“I am in the habit of thinking, as you should be aware. And know that I have overlooked nothing.”

“Do you mean to murder the Countess Alexia as well?” Herriard’s voice half broke as he pronounced the name, and he knew that his enemy noticed it.

“Scarcely,” Gastineau answered, with his air of superior wisdom. “If you call the circumstance of her being alive a danger, it is one that I mean to turn into a means of safety. You were good enough just now to tell me to think. Let deep thought in turn point out to shallow surmise that the very factor you have alluded to in the case is in reality one which makes your death imperative. If one may take your look for one of incredulity, I will explain.”

“If you please.” Was there no chance? Herriard was searching desperately for one as he spoke mechanically, his life passing before him in a swift panorama while he temporized with the inevitable.

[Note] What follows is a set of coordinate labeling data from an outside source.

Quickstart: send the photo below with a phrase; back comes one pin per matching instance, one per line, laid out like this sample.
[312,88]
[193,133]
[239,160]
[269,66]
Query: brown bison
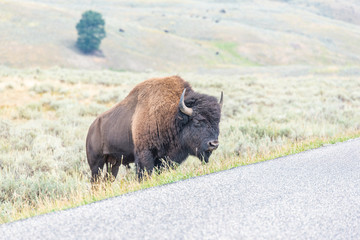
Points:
[161,120]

Gastineau proceeded, speaking as casually as though he were telling a story in a club smoking-room. “The only person, besides myself, who knows the real truth of the affaire Martindale is the Countess Alexia. She knows it because, as you may be aware, I have told her what happened. Apart from shrewd suspicion and fairy tales, conjectures, which, as we know, go for nothing in the Law Courts, what the Countess knows is the only tangible piece of evidence which could condemn me for, say, manslaughter. There are two ways of securing myself against the appearance of the Countess in the box against me; the more agreeable of the two is to marry her. But that is at the moment impossible owing to a slight obstacle, the fact that the lady is, I believe, at present your wife. Now, perhaps you begin to take in the situation?”

Herriard’s brain was busy with futile searching for a way out of it. He at least took in his adversary’s fixity of purpose. He nodded gloomily in reply. Argument was now clearly out of the question. The resolve of a man who glories aggressively in his intellect is merely clenched by opposition.

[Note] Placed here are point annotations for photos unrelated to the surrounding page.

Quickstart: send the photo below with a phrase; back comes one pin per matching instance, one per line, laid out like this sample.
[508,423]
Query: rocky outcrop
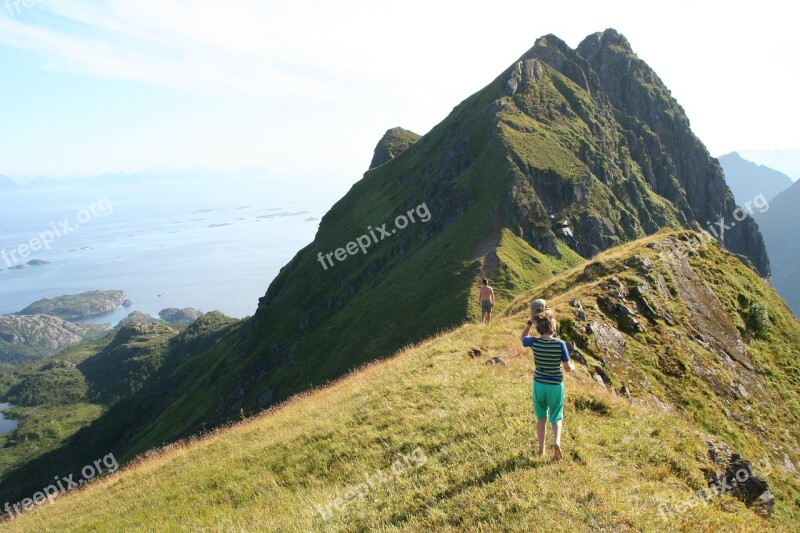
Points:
[737,476]
[674,159]
[44,333]
[629,148]
[77,306]
[393,143]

“Then, apart from the Countess’s widowhood being a sine quâ non,” Gastineau continued, in the same cold, level tone, “there is the account of our rivalship to be settled. That has been held throughout the ages to be a more than sufficient reason for bloodshed, for a fight â outrance. There has never been room in the world, even when it was less crowded, for two lovers of the same lady. The angle of love is now acute, now obtuse; it is never a triangle.”

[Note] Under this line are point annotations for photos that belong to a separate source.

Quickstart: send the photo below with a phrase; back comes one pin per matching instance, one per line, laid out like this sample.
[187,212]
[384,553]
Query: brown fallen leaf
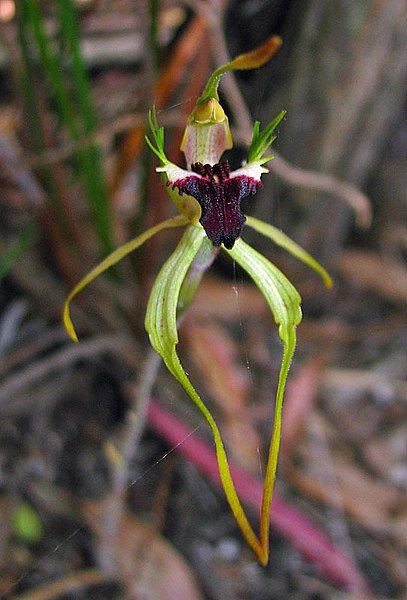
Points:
[215,356]
[300,397]
[149,567]
[341,484]
[369,270]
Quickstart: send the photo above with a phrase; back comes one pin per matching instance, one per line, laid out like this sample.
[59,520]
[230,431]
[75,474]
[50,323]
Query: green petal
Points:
[162,328]
[284,302]
[262,140]
[111,260]
[282,240]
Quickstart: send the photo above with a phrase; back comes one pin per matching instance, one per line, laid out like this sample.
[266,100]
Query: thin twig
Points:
[71,584]
[294,176]
[121,456]
[59,361]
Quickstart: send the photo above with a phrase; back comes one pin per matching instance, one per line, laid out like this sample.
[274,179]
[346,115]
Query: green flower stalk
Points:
[208,196]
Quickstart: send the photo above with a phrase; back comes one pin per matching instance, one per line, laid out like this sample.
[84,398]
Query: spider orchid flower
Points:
[208,196]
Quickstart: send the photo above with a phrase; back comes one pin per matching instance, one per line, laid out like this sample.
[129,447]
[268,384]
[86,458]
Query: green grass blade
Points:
[78,120]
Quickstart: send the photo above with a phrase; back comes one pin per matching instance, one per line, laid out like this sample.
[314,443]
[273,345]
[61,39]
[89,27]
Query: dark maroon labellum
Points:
[219,196]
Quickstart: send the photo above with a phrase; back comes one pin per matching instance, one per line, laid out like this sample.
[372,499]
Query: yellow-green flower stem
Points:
[111,260]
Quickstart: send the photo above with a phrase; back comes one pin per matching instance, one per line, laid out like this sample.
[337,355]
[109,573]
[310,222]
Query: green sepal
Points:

“It has,” Herriard retorted, “always been the world’s code in such cases for rivals to meet and settle the matter on fair and equal terms.”

Gastineau smiled.

“Not always, by any means, my dear Herriard. Your history is at fault. In fact it has almost invariably and proverbially been the custom for a rival to take any advantage that chance might offer him. Duels on so-called equal terms, for there really never was such a thing, have been resorted to only where other means of elimination were not practicable, or where one of the parties was smart and skilful, the other a chivalrous, incompetent fool. I don’t take my history from the story-books.”